Und ihre Eltern sind Schuld daran.

Eltern orientieren sich lediglich an dem, was uns die Gesellschaft als Königsweg vorgibt: Mach das Maximum aus deinem Leben, verwirkliche dich! Dieses narzisstische Ideal ist schillernd, aber voller Doppelbödigkeiten. Das Kind soll sich nach eigenem Gutdünken verwirklichen, muss aber gleichzeitig als Gradmesser für den Erfolg der Eltern herhalten. Die Freiheit des einen hört nicht mehr da auf, wo die des anderen beschnitten wird. Wir haben die Ich-AG als Maxime zur Glückseligkeit erhoben. Mütter und Väter haben es schwer heutzutage.

Können sie überhaupt noch etwas ausrichten?

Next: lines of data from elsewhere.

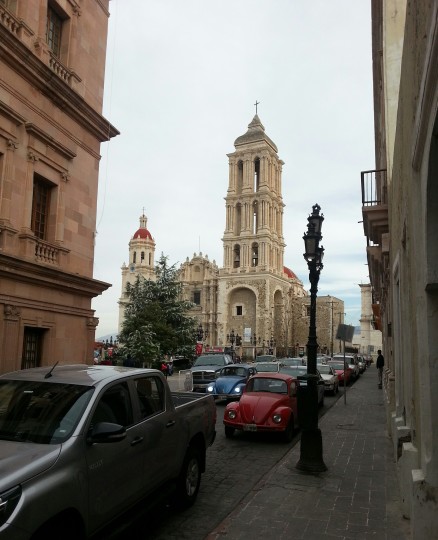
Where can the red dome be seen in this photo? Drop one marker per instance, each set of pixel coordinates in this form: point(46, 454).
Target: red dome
point(143, 234)
point(289, 273)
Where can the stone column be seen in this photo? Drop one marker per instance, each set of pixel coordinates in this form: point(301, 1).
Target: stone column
point(10, 349)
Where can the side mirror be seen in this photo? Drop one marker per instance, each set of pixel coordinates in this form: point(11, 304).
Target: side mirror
point(106, 432)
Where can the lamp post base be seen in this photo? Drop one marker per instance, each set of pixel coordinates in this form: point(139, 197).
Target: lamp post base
point(311, 452)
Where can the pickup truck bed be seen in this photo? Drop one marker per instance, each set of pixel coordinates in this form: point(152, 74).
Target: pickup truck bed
point(83, 444)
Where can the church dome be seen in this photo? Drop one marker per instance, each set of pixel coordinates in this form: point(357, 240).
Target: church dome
point(256, 133)
point(142, 232)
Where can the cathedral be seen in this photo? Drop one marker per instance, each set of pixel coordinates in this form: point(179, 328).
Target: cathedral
point(253, 303)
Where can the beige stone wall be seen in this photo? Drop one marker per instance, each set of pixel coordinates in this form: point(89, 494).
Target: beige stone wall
point(50, 128)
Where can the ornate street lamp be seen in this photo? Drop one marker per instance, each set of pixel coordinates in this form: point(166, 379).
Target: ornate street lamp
point(231, 338)
point(311, 459)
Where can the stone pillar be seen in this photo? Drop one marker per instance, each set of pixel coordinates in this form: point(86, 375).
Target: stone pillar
point(10, 350)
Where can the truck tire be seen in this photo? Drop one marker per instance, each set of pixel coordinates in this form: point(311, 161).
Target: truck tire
point(229, 432)
point(189, 479)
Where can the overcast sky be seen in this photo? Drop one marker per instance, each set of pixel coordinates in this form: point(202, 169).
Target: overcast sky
point(182, 77)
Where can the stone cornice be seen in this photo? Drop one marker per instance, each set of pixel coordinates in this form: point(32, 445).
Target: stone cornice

Wir können das Ruder herumreissen, indem wir Verantwortung für unsere Kinder übernehmen und aufhören, sie zur Bequemlichkeit zu erziehen. Denn Kinder brauchen einen wachen Geist in einer Gesellschaft, die sie vor allem als Konsumenten betrachtet und umwirbt. Wenn wir Kindheit als schützenswert erachten, müssen wir den Er­­fahrungsvorsprung, den wir gegenüber unseren Kindern haben, auch nutzen. Sonst schaden wir ihnen. Da ist es kein Wunder, dass sich viele Jugendliche emotional von ihren Eltern abwenden. 

Studien besagen eher das Gegenteil, orten eine starke Nähe.

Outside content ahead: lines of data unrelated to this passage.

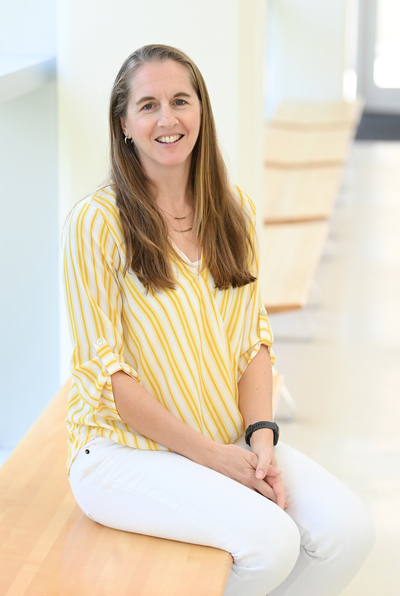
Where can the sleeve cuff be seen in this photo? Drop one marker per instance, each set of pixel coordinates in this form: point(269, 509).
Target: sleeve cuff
point(110, 361)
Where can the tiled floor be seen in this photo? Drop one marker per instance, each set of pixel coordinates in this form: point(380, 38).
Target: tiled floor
point(346, 380)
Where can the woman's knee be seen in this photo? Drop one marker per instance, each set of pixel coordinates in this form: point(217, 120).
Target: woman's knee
point(347, 533)
point(270, 551)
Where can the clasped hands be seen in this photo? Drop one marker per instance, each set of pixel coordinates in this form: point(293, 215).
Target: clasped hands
point(257, 469)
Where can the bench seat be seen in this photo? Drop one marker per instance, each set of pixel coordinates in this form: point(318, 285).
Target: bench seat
point(48, 547)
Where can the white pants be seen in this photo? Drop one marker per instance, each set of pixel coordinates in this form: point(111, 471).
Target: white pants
point(314, 548)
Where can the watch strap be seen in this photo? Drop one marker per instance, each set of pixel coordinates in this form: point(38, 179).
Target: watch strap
point(262, 424)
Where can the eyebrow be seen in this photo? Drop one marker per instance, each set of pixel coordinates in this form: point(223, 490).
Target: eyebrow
point(150, 98)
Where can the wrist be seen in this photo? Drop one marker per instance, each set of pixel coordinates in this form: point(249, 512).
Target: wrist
point(257, 427)
point(263, 437)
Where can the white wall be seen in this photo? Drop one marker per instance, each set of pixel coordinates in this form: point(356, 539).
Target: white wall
point(306, 52)
point(29, 247)
point(94, 37)
point(29, 243)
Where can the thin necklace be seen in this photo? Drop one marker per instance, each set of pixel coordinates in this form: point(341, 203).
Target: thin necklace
point(182, 217)
point(178, 218)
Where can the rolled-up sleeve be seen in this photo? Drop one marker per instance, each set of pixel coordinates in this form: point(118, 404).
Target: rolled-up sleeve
point(257, 330)
point(93, 300)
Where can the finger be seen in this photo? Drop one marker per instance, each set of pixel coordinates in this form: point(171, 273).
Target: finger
point(265, 489)
point(263, 466)
point(279, 491)
point(273, 471)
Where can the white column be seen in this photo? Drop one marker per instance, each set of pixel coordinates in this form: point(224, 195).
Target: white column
point(306, 50)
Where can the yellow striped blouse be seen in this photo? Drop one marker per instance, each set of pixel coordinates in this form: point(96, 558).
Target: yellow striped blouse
point(188, 347)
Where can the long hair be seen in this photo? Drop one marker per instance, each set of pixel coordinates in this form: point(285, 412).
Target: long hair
point(220, 226)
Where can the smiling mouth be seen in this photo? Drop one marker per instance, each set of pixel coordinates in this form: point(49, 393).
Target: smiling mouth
point(166, 140)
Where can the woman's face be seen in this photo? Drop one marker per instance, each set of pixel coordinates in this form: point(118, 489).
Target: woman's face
point(163, 116)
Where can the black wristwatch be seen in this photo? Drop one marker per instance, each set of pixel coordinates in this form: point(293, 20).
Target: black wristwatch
point(263, 424)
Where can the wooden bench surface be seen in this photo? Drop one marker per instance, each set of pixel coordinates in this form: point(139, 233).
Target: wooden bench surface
point(294, 148)
point(300, 194)
point(290, 254)
point(48, 547)
point(321, 115)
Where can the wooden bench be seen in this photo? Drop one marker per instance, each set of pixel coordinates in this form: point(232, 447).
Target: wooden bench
point(301, 194)
point(287, 148)
point(290, 254)
point(318, 115)
point(48, 547)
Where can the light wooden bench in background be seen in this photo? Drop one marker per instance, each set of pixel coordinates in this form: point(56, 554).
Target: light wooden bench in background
point(293, 148)
point(48, 547)
point(290, 254)
point(304, 194)
point(318, 115)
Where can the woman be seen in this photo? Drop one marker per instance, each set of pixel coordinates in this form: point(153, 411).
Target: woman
point(172, 360)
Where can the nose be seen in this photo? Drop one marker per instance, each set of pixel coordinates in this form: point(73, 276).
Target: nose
point(167, 117)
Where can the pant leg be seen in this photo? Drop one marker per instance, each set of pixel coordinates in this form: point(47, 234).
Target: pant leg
point(166, 495)
point(336, 530)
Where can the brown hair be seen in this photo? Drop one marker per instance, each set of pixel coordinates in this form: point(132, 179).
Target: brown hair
point(219, 222)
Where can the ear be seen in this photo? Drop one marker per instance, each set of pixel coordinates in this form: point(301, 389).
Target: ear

Ausschlaggebend ist, wie wir diese Nähe definieren: Geht es um die Ressourcen- oder um die Beziehungsebene? Das wird gerne vermischt. Bedeutet Nähe, dass man praktischerweise zu Hause wohnen bleibt, oder geht es um emotionale Nähe? Viele Jugendliche beschreiben die Beziehung zu den Eltern als gut, solange diese sie in Ruhe lassen. Mich interessiert die Beziehungskultur: Pflegt man einen Austausch, Rituale? Das ermöglicht ein differenzierteres Bild.

Kritiker werfen Ihnen vor, dass Sie aus Extremfällen auf die Allgemeinheit schliessen.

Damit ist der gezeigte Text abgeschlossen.